If you consider all the templates and implicitly-defined functions that are needed to determine the result of the template argument substitution, and imagine they are generated first, before substitution starts, then any errors occurring in that first step are not in the immediate context, and result in hard errors.
If all those instantiations and implicitly-definitions (which might include defining functions as deleted) can be done without error, then any further "errors" that occur during substitution (i.e. while referring to the instantiated templates and implicitly-defined functions in the function template's signature) are not errors, but result in deduction failures.
So given a function template like this:
template<typename T>
void
func(typename T::type* arg);
and a "fall-back" that will be used if deduction fails for the other function:
template<typename>
void
func(...);
and a class template like this:
template<typename T>
struct A
{
typedef T* type;
};
A call to func<A<int&>>(nullptr)
will substitute A<int&>
for T
and in order to check if T::type
exists it must instantiate A<int&>
. If we imagine putting an explicit instantiation before the call to func<A<int&>(nullptr)
:
template class A<int&>;
then that would fail, because it tries to create the type int&*
and pointers to references are not allowed. We don't get to the point of checking if substitution succeeds, because there is a hard error from instantiating A<int&>
.
Now let's say there's an explicit specialization of A
:
template<>
struct A<char>
{
};
A call to func<A<char>>(nullptr)
requires the instantiation of A<char>
, so imagine an explicit instantiation somewhere in the program before the call:
template class A<char>;
This instantiation is OK, there's no error from this, so we proceed to argument substitution.

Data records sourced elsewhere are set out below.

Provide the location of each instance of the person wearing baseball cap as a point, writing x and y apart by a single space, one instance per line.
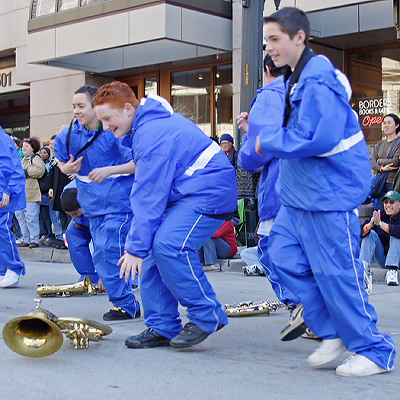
226 143
381 237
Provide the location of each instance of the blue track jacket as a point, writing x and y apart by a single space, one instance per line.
165 145
12 176
266 111
324 159
110 196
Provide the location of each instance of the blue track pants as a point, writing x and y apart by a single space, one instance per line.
109 233
9 256
282 292
174 274
78 239
315 254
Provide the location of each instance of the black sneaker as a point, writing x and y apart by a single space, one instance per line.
190 335
296 326
147 339
118 314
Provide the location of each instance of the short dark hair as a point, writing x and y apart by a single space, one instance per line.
90 92
275 71
34 142
291 20
17 141
69 200
396 120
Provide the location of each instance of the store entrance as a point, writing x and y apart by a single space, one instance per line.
15 113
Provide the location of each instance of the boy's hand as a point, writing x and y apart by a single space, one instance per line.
99 174
388 167
376 216
129 265
258 146
72 166
5 200
241 121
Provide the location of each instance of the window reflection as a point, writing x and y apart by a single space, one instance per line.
223 106
67 4
190 96
150 86
43 7
375 79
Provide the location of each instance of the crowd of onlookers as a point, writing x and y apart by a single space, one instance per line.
42 221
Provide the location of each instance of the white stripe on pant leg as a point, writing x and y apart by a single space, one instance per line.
191 230
119 236
202 290
9 238
360 292
270 280
194 275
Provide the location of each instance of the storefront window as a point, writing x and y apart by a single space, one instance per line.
223 100
190 96
67 4
375 79
43 7
150 85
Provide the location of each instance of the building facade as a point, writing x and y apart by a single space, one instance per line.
189 52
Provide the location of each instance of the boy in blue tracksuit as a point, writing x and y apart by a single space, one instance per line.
12 198
78 235
267 110
185 187
324 177
103 169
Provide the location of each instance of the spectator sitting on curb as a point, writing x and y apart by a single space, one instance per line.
381 237
226 143
221 245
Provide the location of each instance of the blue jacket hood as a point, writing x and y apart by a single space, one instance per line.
12 176
165 145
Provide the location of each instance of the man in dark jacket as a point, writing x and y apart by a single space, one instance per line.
226 143
381 237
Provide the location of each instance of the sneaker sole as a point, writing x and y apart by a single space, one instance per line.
15 284
138 345
329 359
182 345
339 373
293 333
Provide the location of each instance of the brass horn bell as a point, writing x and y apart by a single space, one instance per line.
68 289
40 333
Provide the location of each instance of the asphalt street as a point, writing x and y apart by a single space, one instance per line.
245 360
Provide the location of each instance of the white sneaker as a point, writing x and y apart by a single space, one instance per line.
253 270
10 279
368 276
391 277
296 326
326 352
357 365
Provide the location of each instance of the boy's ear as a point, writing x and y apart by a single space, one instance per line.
129 109
301 37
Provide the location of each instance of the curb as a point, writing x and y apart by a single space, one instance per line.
44 254
49 254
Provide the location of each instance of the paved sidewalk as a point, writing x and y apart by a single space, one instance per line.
245 360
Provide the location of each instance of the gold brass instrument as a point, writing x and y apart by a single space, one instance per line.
246 308
40 333
68 289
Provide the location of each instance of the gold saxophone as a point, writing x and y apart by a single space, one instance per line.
246 308
68 289
39 333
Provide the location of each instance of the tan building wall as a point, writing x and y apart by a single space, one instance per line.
51 88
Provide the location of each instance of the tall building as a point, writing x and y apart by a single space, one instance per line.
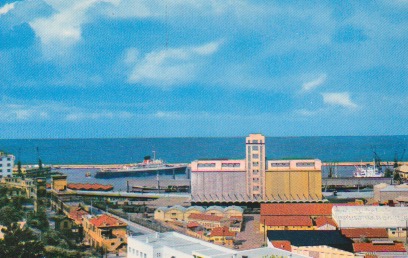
6 164
256 179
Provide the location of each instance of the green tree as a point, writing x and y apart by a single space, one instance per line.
20 243
9 215
388 173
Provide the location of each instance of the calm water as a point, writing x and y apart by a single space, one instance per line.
128 150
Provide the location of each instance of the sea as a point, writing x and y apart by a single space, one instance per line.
185 150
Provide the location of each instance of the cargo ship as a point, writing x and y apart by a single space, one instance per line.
147 167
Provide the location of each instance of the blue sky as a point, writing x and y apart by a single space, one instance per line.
120 68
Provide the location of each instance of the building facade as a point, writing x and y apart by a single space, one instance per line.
6 164
255 179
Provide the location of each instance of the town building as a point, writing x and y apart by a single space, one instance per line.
172 244
311 238
393 219
104 232
212 217
6 164
380 249
255 179
386 193
19 187
402 171
296 216
365 234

The instantiation of A<char>
worked, but A<char>::type
doesn't exist, but that's OK because it's only referenced in the declaration of func
, so only causes argument deduction to fail, and the fall-back ...
function gets called instead.
In other situations substitution might cause special member functions to be implicitly-defined, possibly as deleted, which might trigger other instantiations or implicit definitions. If errors occur during that "generating instantiations and implicit definitions" stage then they're errors, but if that succeeds but during substitution an expression in the function template signature turns out to be invalid e.g. because it uses a member that doesn't exist or something that got implicitly defined as deleted, that's not an error, just a deduction failure.
So the mental model I use is that substitution needs to do a "preparation" step first to generate types and members, which might cause hard errors, but once we have all the necessary generation done, any further invalid uses are not errors. Of course all this does is move the problem from "what does immediate context mean?" to "Which types and members need to be generated before this substitution can be checked?" so it may or may not help you!